As I’m geeking out on habit-formation, I’m seeing how one of the hardest parts of making a new habit become part of your life, is this: how to make new habits stick. You decide that you’re going to start doing something differently—maybe you’ll start getting up earlier, exercising more often, no more biting your nails. Or, maybe the habit that you want to create has to do with your way of being—getting into the habit of responding to stressful situations by bringing your attention to the present moment, for instance. (I’m a fan of how to create courageous habits, responding to life’s stressful circumstances with a habit of courage!). But the tricky part is how to make new habits stick, because we can usually do something once or even for a week—but turning it into something that we’re going to keep doing, consistently, feels harder.

How to Make New Habits Stick

From the research I’m reading—Charles Duhigg’s The Power of Habit and a treasure trove of articles that I’ve been digesting over the past year on habit-formation (heaven help you if you set up a google alert!)—the concept of the “keystone habit” is one of the most critical to forming new habits. With a keystone habit, you create an artificial trigger of sorts, for the new habit that you want to create. The keystone habit acts as a kind of tripwire for what comes next. Let’s say that you want to start going to the gym, first thing in the morning. Having your clothes laid out the night before and putting them on as soon as your alarm clock goes off can be the keystone habit that makes the next natural step—going to the gym—seem easier. When it comes to creating personal habits of courage, such as realizing that you want to start responding to your inner critic differently, a keystone habit might be making a point of jotting down what the critical voices say on a small notepad, every time you notice them. The actual habit that you want to create—responding differently—becomes dependent on the keystone habit that comes before it—writing down what the voices say when you hear them.

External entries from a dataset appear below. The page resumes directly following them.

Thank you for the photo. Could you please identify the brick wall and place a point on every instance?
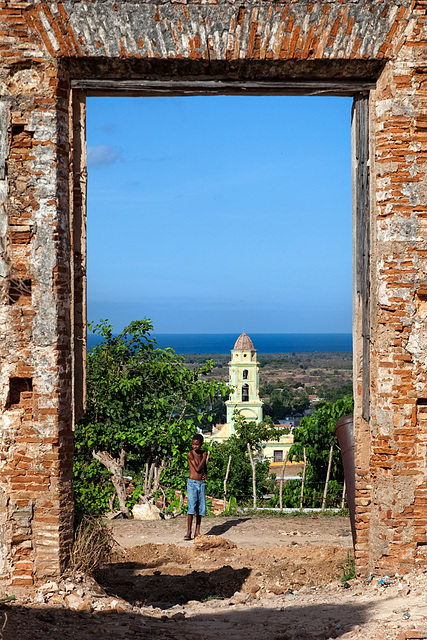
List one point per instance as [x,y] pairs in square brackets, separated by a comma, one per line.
[45,45]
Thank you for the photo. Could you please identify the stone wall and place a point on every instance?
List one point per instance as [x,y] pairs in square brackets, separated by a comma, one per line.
[52,53]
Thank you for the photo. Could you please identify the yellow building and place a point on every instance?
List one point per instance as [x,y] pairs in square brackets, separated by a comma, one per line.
[244,398]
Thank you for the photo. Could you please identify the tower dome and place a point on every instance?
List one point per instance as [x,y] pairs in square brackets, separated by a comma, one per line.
[244,343]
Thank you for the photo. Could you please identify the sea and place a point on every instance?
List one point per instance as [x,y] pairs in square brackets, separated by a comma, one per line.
[263,342]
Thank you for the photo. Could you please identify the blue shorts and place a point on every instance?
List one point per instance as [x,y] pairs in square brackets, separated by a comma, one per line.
[196,497]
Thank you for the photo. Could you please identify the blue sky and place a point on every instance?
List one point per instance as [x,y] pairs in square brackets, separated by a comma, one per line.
[220,214]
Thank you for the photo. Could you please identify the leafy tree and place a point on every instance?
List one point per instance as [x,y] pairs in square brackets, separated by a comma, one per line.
[284,401]
[143,405]
[239,480]
[252,434]
[316,435]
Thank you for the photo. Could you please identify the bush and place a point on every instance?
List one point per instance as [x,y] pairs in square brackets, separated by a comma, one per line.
[93,544]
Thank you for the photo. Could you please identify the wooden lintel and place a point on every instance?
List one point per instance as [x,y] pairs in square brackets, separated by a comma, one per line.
[191,87]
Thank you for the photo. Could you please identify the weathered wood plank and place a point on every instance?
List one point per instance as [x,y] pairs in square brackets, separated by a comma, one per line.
[221,87]
[362,235]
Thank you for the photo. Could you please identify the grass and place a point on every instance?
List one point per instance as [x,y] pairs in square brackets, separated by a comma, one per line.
[348,568]
[93,544]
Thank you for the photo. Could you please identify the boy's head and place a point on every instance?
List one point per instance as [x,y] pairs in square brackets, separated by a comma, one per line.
[196,441]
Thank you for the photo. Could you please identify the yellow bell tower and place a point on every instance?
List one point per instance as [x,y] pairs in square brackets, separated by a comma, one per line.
[244,378]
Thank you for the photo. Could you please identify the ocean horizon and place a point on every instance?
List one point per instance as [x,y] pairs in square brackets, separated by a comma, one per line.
[199,343]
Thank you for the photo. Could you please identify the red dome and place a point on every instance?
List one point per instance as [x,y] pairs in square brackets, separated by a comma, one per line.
[244,343]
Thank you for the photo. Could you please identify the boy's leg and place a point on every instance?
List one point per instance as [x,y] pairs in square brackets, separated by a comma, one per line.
[189,526]
[198,523]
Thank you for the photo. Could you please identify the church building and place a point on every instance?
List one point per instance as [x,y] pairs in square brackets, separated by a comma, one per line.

When Making New Habits Stick Seems Hard

One thing I try to remember as I create new habits, myself, is that one point, everything that we do was not a habit. The route that you take to work, the way that you walk through a grocery store, and, yes, the way that you respond when you’re stressed, the way that you react to challenges as you pursue a goal, and the way that you then view yourself and your life from there, has some basis in habit. Charles Duhigg, writes in the Power of Habit that behavioral scientists believe that approximately 40% of all of our behavior is based in habit. That’s nearly half!When it seems hard to make new habits stick, consider what keystone habits you might apply to the habit your trying to change. What could be the “tripwire” that precedes the actual behavioral change that you’re creating?